At the time of his death Sweyn is thought to have been about fifty-four years old and had ruled Denmark nearly thirty years. His body was taken to York for interment, but it did not remain there long. The English did not cherish Sweyn's memory, and seemed determined to find and dishonour his remains. Certain women--English women, it appears--rescued the corpse and brought it to Roeskild some time during the following summer (1014)[83], where it was interred in the Church of the Holy Trinity, which also sheltered the bones of Sweyn's father whom he had wronged so bitterly thirty years before.

FOOTNOTES:

[52] _Anglo-Saxon Chronicle_, 1000.

[53] William of Jumieges, _Historia Normannorum_, v., c. 4.

[54] _Anglo-Saxon Chronicle_, 1002.

[55] Richard of Cirencester, _Speculum Historiale_, ii., 147-148.

[56] As there seems to have been a Danish settlement in the Severn Valley, it seems probable that Pallig's home was in that region.

[57] The story of Palna Toki is told in various sagas, particularly _Jomsvikingasaga_. Of his exploits in archery Saxo has an account in his tenth book. Having once boasted that no apple was too small for his arrow to find, he was surprised by an order from the King that he should shoot an arrow from his son's head.

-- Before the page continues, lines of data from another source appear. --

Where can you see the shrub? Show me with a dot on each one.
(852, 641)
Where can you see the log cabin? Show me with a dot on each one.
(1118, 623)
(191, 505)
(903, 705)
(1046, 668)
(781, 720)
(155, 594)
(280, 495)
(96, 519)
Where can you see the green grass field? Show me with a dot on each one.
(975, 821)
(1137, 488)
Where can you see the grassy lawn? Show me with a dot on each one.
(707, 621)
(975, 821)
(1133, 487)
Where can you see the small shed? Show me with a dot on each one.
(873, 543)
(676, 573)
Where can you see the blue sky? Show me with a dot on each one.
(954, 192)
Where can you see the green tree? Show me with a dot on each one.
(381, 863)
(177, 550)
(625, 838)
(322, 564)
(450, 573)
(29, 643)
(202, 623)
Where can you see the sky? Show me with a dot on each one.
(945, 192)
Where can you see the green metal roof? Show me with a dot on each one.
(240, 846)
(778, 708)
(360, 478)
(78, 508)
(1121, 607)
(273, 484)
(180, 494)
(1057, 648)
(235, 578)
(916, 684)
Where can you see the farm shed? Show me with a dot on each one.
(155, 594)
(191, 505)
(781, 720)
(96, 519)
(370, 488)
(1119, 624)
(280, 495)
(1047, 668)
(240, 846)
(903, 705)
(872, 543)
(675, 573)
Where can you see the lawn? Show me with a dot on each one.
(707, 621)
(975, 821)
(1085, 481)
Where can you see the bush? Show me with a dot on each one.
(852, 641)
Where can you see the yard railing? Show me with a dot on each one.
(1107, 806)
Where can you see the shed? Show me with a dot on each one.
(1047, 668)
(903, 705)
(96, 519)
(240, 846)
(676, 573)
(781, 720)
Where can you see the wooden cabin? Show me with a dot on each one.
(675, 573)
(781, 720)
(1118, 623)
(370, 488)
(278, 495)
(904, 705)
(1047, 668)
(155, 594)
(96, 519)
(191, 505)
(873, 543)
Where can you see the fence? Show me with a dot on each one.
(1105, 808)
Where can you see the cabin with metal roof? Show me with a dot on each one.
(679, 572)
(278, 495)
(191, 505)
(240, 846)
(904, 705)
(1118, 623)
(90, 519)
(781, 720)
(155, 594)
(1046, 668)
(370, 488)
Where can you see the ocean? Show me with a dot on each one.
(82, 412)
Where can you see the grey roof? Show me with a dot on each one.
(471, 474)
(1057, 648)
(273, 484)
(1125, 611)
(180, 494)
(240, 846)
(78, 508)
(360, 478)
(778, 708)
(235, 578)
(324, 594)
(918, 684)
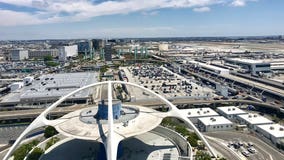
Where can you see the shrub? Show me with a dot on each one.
(22, 151)
(49, 132)
(36, 153)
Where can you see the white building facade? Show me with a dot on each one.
(19, 54)
(230, 112)
(68, 51)
(195, 113)
(216, 123)
(273, 132)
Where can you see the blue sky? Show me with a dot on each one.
(42, 19)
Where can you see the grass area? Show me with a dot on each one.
(191, 137)
(23, 150)
(51, 142)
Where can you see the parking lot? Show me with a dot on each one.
(164, 82)
(239, 143)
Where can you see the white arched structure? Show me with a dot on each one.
(113, 139)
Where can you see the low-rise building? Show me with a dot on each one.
(252, 120)
(19, 54)
(274, 132)
(215, 123)
(230, 112)
(43, 53)
(195, 113)
(68, 51)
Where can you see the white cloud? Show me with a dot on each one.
(201, 9)
(51, 11)
(239, 3)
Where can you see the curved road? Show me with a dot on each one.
(264, 151)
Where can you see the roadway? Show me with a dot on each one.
(264, 151)
(253, 84)
(32, 113)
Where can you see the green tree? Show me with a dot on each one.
(49, 131)
(200, 155)
(23, 150)
(192, 141)
(51, 142)
(182, 130)
(36, 153)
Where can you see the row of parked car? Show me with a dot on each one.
(245, 148)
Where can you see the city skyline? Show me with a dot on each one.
(57, 19)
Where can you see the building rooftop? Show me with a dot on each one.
(274, 129)
(254, 119)
(198, 112)
(248, 61)
(216, 120)
(231, 110)
(209, 66)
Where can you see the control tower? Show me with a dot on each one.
(103, 109)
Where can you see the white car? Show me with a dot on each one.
(251, 150)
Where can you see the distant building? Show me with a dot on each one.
(230, 112)
(19, 54)
(15, 86)
(216, 123)
(273, 132)
(252, 120)
(163, 47)
(108, 52)
(43, 53)
(195, 113)
(252, 66)
(67, 52)
(85, 46)
(98, 44)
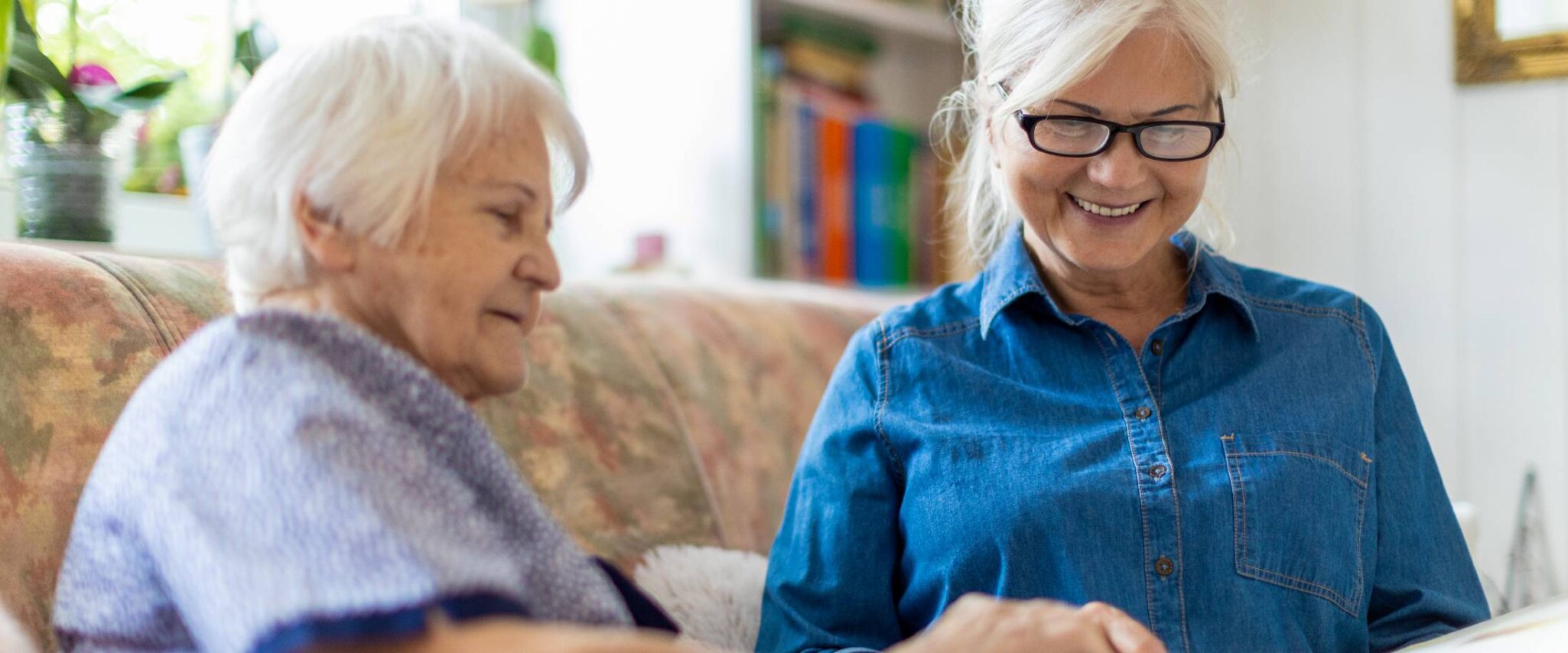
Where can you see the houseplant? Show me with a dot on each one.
(58, 128)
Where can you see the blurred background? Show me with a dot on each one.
(1408, 151)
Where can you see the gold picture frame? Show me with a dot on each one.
(1482, 55)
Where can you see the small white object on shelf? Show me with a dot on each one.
(886, 15)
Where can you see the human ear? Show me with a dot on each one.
(324, 239)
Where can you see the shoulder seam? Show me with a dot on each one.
(888, 340)
(882, 398)
(1352, 320)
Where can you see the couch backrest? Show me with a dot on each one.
(654, 412)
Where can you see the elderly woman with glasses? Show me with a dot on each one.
(1111, 411)
(309, 475)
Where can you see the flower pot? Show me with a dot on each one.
(65, 173)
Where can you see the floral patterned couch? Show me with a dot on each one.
(656, 412)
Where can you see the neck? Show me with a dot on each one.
(1131, 301)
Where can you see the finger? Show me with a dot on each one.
(1126, 635)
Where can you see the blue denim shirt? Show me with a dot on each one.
(1255, 478)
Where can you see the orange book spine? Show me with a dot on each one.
(833, 209)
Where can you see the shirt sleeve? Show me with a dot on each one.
(1426, 583)
(831, 573)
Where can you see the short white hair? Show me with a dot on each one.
(361, 124)
(1040, 49)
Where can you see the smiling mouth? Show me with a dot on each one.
(512, 317)
(1106, 212)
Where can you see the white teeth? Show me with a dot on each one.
(1100, 210)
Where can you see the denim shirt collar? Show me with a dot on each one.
(1012, 275)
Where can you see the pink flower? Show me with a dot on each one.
(91, 76)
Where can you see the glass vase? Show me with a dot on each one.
(63, 160)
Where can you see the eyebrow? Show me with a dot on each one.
(534, 197)
(1095, 112)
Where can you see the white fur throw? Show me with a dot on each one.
(714, 594)
(11, 636)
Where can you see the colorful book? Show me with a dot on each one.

The archer was reluctant to display his skill in this fashion, but the shot was successful. It is also told that Palna Toki had provided himself with additional arrows which he had intended for the King in case the first had stricken the child. Saxo wrote a century before the time of the supposed Tell episode.

[58] William of Jumieges, _Historia Normannorum_, v., c. 7.

[59] _Anglo-Saxon Chronicle_, 1003.

[60] _Ibid._, 1004-1005.

[61] Liebermann, _Gesetze der Angelsachsen_, i., 246-256.

[62] _Anglo-Saxon Chronicle_, 1009.

[63] _Encomium Emmae_, i., c. 2. It is barely possible that the brother was Gyrth, whose name appears on a runic monument (Wimmer, _De danske Runemindesmaerker_, I., ii., 138 ff.). But in the absence of information to the contrary we shall have to a.s.sume that Gyrth was buried where his monument was placed and was therefore not the brother who fell in England.

[64] Florence of Worcester, _Chronicon_, i., 160-161.

[65] _Ibid._, 160-163. Snorre, _Saga of Saint Olaf_, c. 14. Storm in his translation of Snorre (Christiania, 1900) locates Ringmere in East Wretham, Norfolk, (p. 239).

[66] _Anglo-Saxon Chronicle_, 1011. Florence of Worcester, _Chronicon_, i., 163-165.

[67] _Gesta Regum_, i., 207.

[68] _Encomium Emmae_, i., c. 3.

[69] _Encomium Emmae_, i., c. 2.

[70] _Encomium Emmae_, i., c. 3.

[71] _Encomium Emmae_, i., c. 4.

[72] _Ibid._, i., c. 5.

[73] _Anglo-Saxon Chronicle_, 1013.

[74] Snorre, _Saga of Saint Olaf_, cc. 12-13. The story in the saga has the appearance of genuineness and is based on the contemporary verses of Ottar the Swart. Snorre's chronology, however, is much confused.

[75] _Anglo-Saxon Chronicle_, 1013.

[76] William of Malmesbury, _Gesta Regum_, i., 209.

[77] _Anglo-Saxon Chronicle_, 1013.

[78] _Encomium Emmae_, i., c. 5; see also Saxo, _Gesta_, 342.

[79] _Memorials of Saint Edmund's Abbey_, i., 34 ff.

[80] Adamus, _Gesta_, ii., c. 39.

[81] Wimmer, _De danske Runemindesmaerker_, I., ii., 117.